Automatic Number Plate Recognition; True Read Rate?
This is one of those situations where you must know the answers before you ask the questions. Most Automatic Number Plate Recognition (ANPR or LPR) companies would tell you that they read license plates in the high 90% range. Fair enough. However, that’s of license plates that can actually be read.
What about plates behind a bike rack, or trailer hitch, or covered with mud or snow or ice? What about cars with no plates, or dealer plates in the rear window? What about plates from a foreign country with strange characters or fonts?
I remember a few years ago talking to an LPR company rep in the UK. I asked him what the percentage read rate was. He asked me where he was doing the reading. “In the UK, “I said. He said: “Better than 99%, a requirement by the government to provide LPR technology to the police and enforcement agencies.” I then said, “In the US.” When he stopped laughing, he said, “Maybe in the mid 80%, on a good day.”
Seems that in the UK, all licenses are the same – that is white on black, and the same font. In the US, every state is different, plus in most states, there are different designs, pictures, and PR slogans. I understand there are more than 50 different designs in California alone. The computer must be trained to differentiate between all these and do it accurately.
Technology has moved on since my conversation in the UK. However even if the camera/computer combination is capable of reading and decoding 100% of plates it can see, what about those listed in paragraph above?
If I am scanning cars on the freeway, or those parked on a city street and miss a few, one could say “so what.” I’m still probably getting more accuracy than if I was relying on a Parking Enforcement Officer entering data on their hand held. But what if I’m relying on LPR to allow vehicles to enter and exit a garage? If I miss even a few percent and don’t have any other way to get them in or out, I have a real problem in the lanes.
Granted the read rate may be higher in garages because the cars are stopped, the cameras aligned perfectly, and lighting is ‘just right.’ But still, some will be missed.
The point is that when you ask about read rates, be sure you ask the right questions. The answers may all be true, but not all are helpful.
When I posted a discussion on Linkedin on the comments above, responses exploded. Almost 5,000 people have viewed it in the past week and a half. There are number of comments, most agreeing, some adding more information, some in total disagreement.

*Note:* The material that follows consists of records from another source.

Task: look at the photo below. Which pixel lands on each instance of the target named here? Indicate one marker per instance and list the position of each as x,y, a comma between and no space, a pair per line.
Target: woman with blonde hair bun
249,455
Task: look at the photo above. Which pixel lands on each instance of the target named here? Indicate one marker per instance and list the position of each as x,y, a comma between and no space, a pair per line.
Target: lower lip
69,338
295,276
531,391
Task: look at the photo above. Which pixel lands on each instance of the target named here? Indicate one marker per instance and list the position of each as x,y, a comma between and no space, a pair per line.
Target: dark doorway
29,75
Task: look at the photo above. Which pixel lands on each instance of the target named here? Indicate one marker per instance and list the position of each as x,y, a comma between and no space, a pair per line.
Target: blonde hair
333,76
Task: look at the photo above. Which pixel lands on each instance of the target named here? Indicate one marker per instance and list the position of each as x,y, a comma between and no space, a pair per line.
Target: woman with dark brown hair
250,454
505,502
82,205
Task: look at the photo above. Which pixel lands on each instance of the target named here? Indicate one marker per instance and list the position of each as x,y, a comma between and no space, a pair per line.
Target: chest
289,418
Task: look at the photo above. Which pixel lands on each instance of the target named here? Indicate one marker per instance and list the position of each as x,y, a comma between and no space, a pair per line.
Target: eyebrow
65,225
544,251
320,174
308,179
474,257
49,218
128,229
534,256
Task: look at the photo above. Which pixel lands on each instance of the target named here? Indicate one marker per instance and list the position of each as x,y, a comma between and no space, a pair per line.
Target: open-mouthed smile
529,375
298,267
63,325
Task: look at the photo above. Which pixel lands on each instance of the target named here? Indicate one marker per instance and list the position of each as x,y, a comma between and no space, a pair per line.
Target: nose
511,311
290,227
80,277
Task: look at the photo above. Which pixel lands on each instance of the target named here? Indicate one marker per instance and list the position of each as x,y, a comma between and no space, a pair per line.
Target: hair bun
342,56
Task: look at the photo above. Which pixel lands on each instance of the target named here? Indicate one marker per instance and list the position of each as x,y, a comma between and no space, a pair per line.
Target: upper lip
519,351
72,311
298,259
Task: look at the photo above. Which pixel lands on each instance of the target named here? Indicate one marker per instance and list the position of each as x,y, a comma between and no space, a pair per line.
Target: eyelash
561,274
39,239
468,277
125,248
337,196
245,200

One comment that caught my eye was a reader who thought the whole idea of LPR was a waste. Seems he feels that it can be replaced with Automatic Vehicle Identification (AVI) and it never fails. A failure rate of 2 or 3 percent would cause huge traffic problems, he stated, and therefore a backup credential was needed anyway. So why go to the expense of LPR in the first place.
I might comment that there are other uses for LPR than just monthly access. I am always impressed when I visit a location where I pull a ticket, pay at a central POF (Pay on Foot, and then drive to the gate. I always have my ticket ready to stick in some machine at exit, but to my amazement, the gate opens as I drive toward it. I later look at my ticket and find my license plate printed on it.
This is a great convenience for the daily parker and speeds up the exit, an important feature in this case, which is a monthly/transient lot with about 200 cars and one entry and exit lane.
The system I considered the greatest of all time is located in a shopping center near my home in Los Angeles. I find it so convenient because it does not force the driver to act a certain way. He can pull a ticket, pay at a machine and leave, or he can sign up on line, input his license number, and drive in and out without a ticket, the gate opening automatically. His credit card is billed for his parking automatically.
When he enters, red and green lights above each parking space direct him to a space that’s available. No more driving in circles trying to find that last spot.
If he is driving the Rolls or Maybach today, he can drop off his car at a convenient valet, or if he likes, he can reserve a spot using his phone app and park in front of a display screen that has his name on it and is protecting his personal reserved spot.
LPR plays a big role in this system, but the best part is that the system fits the needs of everyone. For my money, that’s where we need to be. Each driver is different. We should not try to fit them into one box to make it easier for the parking facility owner or operator.